My story didn’t start like that. Years ago, when I was graduating from college, my friends would use words like “shiny” and “happy” to describe me. And then life happened and with it came despair. It wasn’t easy to deal with the diagnosis. I needed something that would make me accept the new me. I needed to upgrade my life’s software. I needed hand-holding and since most of my friends had given up on me “because I was constantly moping for no reason”, I fell for the “read this book and it’ll change your life” trap. I became a self-help addict.
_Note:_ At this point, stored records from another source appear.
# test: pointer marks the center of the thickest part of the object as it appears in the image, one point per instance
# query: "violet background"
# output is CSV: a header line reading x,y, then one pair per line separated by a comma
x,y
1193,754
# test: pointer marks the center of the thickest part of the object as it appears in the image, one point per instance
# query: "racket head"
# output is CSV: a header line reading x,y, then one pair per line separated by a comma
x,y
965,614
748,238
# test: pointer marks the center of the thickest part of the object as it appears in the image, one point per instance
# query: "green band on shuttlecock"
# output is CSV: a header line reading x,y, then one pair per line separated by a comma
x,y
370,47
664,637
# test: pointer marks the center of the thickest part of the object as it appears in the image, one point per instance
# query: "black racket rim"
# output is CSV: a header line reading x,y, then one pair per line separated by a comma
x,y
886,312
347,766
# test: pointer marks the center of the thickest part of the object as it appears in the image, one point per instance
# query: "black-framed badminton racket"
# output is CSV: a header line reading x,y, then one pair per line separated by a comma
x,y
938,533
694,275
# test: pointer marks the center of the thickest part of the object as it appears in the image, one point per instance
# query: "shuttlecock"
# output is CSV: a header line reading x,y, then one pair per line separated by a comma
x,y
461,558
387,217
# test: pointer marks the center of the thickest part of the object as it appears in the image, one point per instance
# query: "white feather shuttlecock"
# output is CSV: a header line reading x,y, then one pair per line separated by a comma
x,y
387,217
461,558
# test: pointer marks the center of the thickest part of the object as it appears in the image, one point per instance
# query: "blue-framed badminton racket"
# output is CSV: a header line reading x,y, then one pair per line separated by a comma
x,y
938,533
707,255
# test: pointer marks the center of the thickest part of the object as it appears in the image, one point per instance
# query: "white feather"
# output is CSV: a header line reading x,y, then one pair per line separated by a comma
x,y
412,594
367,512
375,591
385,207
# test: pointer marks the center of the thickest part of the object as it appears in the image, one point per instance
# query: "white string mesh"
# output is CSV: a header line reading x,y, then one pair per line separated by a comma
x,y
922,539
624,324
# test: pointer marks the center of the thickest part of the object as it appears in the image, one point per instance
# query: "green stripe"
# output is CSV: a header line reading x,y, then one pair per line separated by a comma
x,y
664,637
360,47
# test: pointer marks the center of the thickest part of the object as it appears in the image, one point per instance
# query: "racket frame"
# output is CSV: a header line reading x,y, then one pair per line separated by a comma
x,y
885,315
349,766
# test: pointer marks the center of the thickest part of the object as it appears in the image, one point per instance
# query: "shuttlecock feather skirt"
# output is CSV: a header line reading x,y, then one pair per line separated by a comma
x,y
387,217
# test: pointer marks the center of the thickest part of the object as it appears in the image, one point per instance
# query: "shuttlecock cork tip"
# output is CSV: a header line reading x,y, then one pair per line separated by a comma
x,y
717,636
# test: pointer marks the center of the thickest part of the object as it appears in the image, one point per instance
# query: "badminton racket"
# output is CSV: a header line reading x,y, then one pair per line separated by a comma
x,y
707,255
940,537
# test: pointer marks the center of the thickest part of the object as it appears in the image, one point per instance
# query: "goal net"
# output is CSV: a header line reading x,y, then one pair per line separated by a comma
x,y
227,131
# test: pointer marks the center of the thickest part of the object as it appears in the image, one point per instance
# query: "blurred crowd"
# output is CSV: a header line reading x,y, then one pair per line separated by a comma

It wasn’t an easy transition because I abhorred pop psychology books. Come on, nobody wants to become the person who gets life gyaan from books, right? But here I was. One day, I glanced at my bookshelf and I saw a row of self-help books. I don’t remember the exact moment when I became the self-help reader but I had. I really took the blurbs seriously. I started believing that if I followed the instructions, my life would improve. I dedicated a few years to scout around and read every new book I could so that I could find happiness. The likes of Byron Katie, Rhonda Byrne, Paulo Coelho, Matthieu Ricard and Brené Brown became my roommates. I thought at least one of them would help me decode the happiness code.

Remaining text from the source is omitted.